By David Dent
The prolific director Charlie Steeds’ latest offering is a rather different beast to the energetic Winterskin, which showed at last year’s Soho Horror Film Festival. It’s a slow burn, elegant English ghost story with a rather dark heart.
Blake arrives at a crumbling English stately home with his mother Margot. They’ve come to live with Margot’s grandfather Aubrey, whose house it is, having fallen on hard times – this is their only option for accommodation.
But their grandfather is bedridden and seemingly in a coma, hooked up to an oxygen supply. His last carer fled suddenly and, courtesy of the housekeeper, the strange Marian Clark, we learn that in return for providing a roof over their head Martha is expected to provide care. This revelation brings out the true nature of Aubrey’s daughter: she is a mean, pinched woman, who, once she accesses the property’s wine cellar, also demonstrates her alcoholic tendencies. “I thought you weren’t going to do that here,” says Blake, hinting at a history of life on the booze.
Blake meanwhile, feeling increasingly isolated, has been having visions of a young woman in the garden, and Aubrey shows signs of agitation.

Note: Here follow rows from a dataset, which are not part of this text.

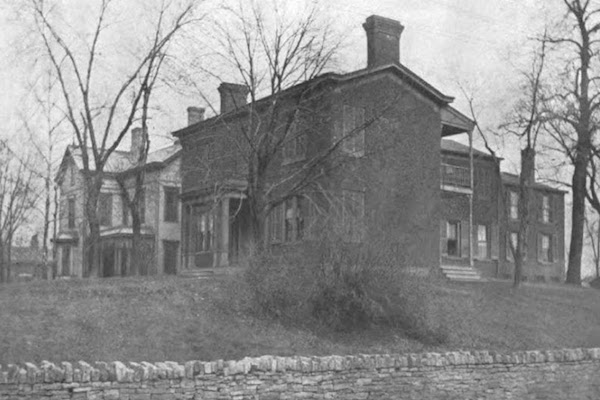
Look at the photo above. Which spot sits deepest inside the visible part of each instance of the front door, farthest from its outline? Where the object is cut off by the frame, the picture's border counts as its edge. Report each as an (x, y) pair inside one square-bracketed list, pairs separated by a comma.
[(170, 248)]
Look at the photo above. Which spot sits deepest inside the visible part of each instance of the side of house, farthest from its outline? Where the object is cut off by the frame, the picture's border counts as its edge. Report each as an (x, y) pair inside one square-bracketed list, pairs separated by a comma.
[(379, 129), (160, 213), (495, 219)]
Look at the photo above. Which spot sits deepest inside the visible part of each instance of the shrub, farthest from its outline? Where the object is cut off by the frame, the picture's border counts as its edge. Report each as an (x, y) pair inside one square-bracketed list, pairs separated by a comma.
[(343, 287)]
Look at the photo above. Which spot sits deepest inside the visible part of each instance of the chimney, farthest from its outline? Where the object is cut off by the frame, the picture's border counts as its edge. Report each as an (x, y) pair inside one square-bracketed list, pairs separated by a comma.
[(233, 96), (528, 165), (195, 115), (383, 41), (137, 143)]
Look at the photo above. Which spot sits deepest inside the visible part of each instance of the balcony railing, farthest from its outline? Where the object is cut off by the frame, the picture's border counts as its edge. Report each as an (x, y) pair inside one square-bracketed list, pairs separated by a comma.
[(455, 176)]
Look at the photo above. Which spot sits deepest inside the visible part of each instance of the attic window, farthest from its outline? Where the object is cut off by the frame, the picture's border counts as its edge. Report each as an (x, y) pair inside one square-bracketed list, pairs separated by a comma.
[(353, 131)]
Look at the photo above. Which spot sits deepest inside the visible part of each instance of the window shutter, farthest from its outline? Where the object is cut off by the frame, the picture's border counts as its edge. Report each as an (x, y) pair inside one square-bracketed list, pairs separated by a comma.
[(495, 241), (554, 248), (443, 237), (553, 212), (464, 239)]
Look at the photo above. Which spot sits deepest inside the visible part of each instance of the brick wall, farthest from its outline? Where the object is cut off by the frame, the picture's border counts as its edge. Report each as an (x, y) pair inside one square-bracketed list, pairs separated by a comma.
[(556, 374)]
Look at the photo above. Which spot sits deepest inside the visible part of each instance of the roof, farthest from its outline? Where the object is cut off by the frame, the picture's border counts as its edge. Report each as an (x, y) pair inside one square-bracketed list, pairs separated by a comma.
[(400, 70), (513, 180), (121, 161), (459, 148), (26, 254)]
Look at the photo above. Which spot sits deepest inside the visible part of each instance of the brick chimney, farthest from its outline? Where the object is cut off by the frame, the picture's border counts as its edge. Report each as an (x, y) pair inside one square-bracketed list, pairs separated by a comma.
[(137, 143), (233, 96), (195, 115), (383, 41)]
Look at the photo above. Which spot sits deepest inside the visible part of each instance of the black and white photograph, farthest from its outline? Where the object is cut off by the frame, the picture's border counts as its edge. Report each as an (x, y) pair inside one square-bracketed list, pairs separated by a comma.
[(299, 199)]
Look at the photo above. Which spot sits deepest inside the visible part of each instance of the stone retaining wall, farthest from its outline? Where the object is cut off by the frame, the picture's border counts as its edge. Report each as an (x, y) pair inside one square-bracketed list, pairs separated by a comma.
[(556, 374)]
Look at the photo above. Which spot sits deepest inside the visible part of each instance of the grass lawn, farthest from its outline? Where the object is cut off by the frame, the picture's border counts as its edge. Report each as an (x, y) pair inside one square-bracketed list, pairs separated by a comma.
[(178, 319)]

Blake also glimpses a shadowy figure in the house and has an increasing feeling that there may be four, not three people, occupying the mansion. And as we reflect on the film’s title, we ask who is doing the haunting, and who is actually haunted?
An English Haunting serves another purpose as a title – it signposts exactly what we’re about to see. The film’s events feel like the narrative of a well-loved spook novel, best enjoyed by an open fire with a glass of something to keep the chill at bay. The movie’s pace is deliberately slow and leaves time for the ‘onion skin’ of the story – the truth about Aubrey, the strange figure outside and the equally unusual one within – to gradually present itself. Michael Lloyd’s graceful, static camerawork – for much of the time anyway – adds to the stillness of the film.
One of Steeds’ greatest strengths has always been his scripts, often a weak point with low budget filmmaking. Not so here: the characters are drawn simply but effectively, with some fine performances. Tessa Wood does well as alcoholic Margot, her life reduced to a series of disappointments and frustrations. Steeds regular Barrington de la Roche is great here as creepy Aubrey, whose back story recalls the dreadful Mr Abney from M R James’s story ‘Lost Hearts.’
But it’s another of the director’s regulars, David Lenik as Blake Cunningham, who carries the film, an innocent man, struggling with a terrible relationship with his mother, who becomes fixated on uncovering the secrets of the house, even though it may cost him his life. Another fine offering from Mr Steeds.